- Born: India
- Occupation: Writer
- Writing career
- Genres: Fiction, crime thriller
- Notable work: Brutal
- Website: udaysatpathy.com

= Uday Satpathy =

Indian writer

Uday Satpathy is an Indian thriller novelist. He is credited with authoring crime thriller Brutal, India's first crowd-curated novel. Satpathy lives in Bangalore, India.

==Fiction writing==
Satpathy's first book Brutal, a crime thriller, was published in August, 2015 by Westland Books (a Tata Group publishing venture) and Bloody Good Book (a publishing venture of Rashmi Bansal and Niyati Patel). Brutal became renowned in the Indian publishing industry because of the unique way through which it was selected for publication. Crowd-curation is a concept in publishing where the screening and selection of manuscripts is crowdsourced. Brutal was selected for publication based on open reviews, popularity and critical acclaim for its manuscript on Bloody Good Book's website.

==Personal life==

Uday Satpathy is an alumnus of VSSUT, Burla, from where he completed his bachelor's degree in Electrical Engineering with Honours in 2006. He followed it up with a PGDM in 2010 from Xavier Institute of Management, Bhubaneswar.
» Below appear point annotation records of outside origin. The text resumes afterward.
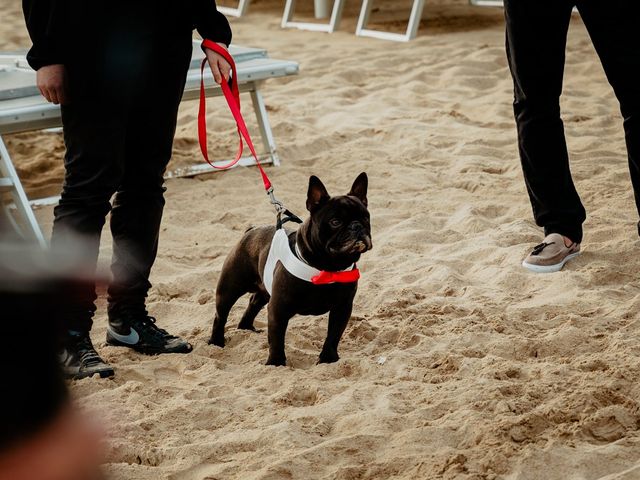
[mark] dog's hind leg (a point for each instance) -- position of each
(257, 301)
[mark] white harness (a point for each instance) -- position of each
(280, 251)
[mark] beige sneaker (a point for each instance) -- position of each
(551, 254)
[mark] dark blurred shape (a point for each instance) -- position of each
(42, 436)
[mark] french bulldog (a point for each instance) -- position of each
(325, 247)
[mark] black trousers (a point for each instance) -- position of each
(118, 131)
(536, 41)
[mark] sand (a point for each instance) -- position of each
(457, 363)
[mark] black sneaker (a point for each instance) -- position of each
(140, 333)
(80, 359)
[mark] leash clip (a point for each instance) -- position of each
(277, 204)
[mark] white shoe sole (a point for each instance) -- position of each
(549, 268)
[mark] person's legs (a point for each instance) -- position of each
(94, 139)
(613, 27)
(536, 41)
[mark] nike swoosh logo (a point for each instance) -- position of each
(130, 339)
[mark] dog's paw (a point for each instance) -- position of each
(328, 358)
(276, 361)
(251, 328)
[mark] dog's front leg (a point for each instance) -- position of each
(338, 320)
(278, 320)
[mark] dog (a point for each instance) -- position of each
(310, 271)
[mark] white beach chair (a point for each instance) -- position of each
(321, 11)
(23, 109)
(239, 11)
(487, 3)
(412, 27)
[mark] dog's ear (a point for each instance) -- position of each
(317, 194)
(359, 188)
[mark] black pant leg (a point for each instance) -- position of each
(139, 201)
(536, 42)
(94, 139)
(614, 27)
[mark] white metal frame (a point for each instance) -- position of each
(332, 26)
(10, 183)
(240, 11)
(412, 27)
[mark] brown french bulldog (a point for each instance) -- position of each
(308, 272)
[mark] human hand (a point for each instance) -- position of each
(219, 66)
(52, 83)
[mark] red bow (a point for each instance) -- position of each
(349, 276)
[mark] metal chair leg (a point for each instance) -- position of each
(8, 171)
(332, 26)
(412, 27)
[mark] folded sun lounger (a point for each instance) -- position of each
(23, 109)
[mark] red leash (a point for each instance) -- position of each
(232, 95)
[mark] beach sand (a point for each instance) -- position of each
(457, 363)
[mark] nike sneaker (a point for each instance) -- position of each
(80, 359)
(141, 333)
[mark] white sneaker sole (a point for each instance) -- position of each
(549, 268)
He has worked in Indian IT Companies such as Infosys, Wipro and HCL Technologies, specializing in the Healthcare and Pharmaceutical industry.

== Writing style ==
Satpathy has been an avid thriller reader since his childhood. His favorite authors are thriller masters Robert Ludlum, Steig Larsson and Michael Connelly. Akin to the writing styles of these authors, Brutal's narrative is racy with well-developed characters, the story often dabbing into global politics and espionage. While reviewing Brutal, Hindustan Times commented that "the author has not shied away from addressing even the Israel-Iran conflict, apart from citing real-life instances and connecting them to the plot, including infamous intelligence agencies like Mossad and RAW." Ravi Subramanian, one of India's renowned thriller novelists hailed Satpathy as "a writer to watch out for in the coming years."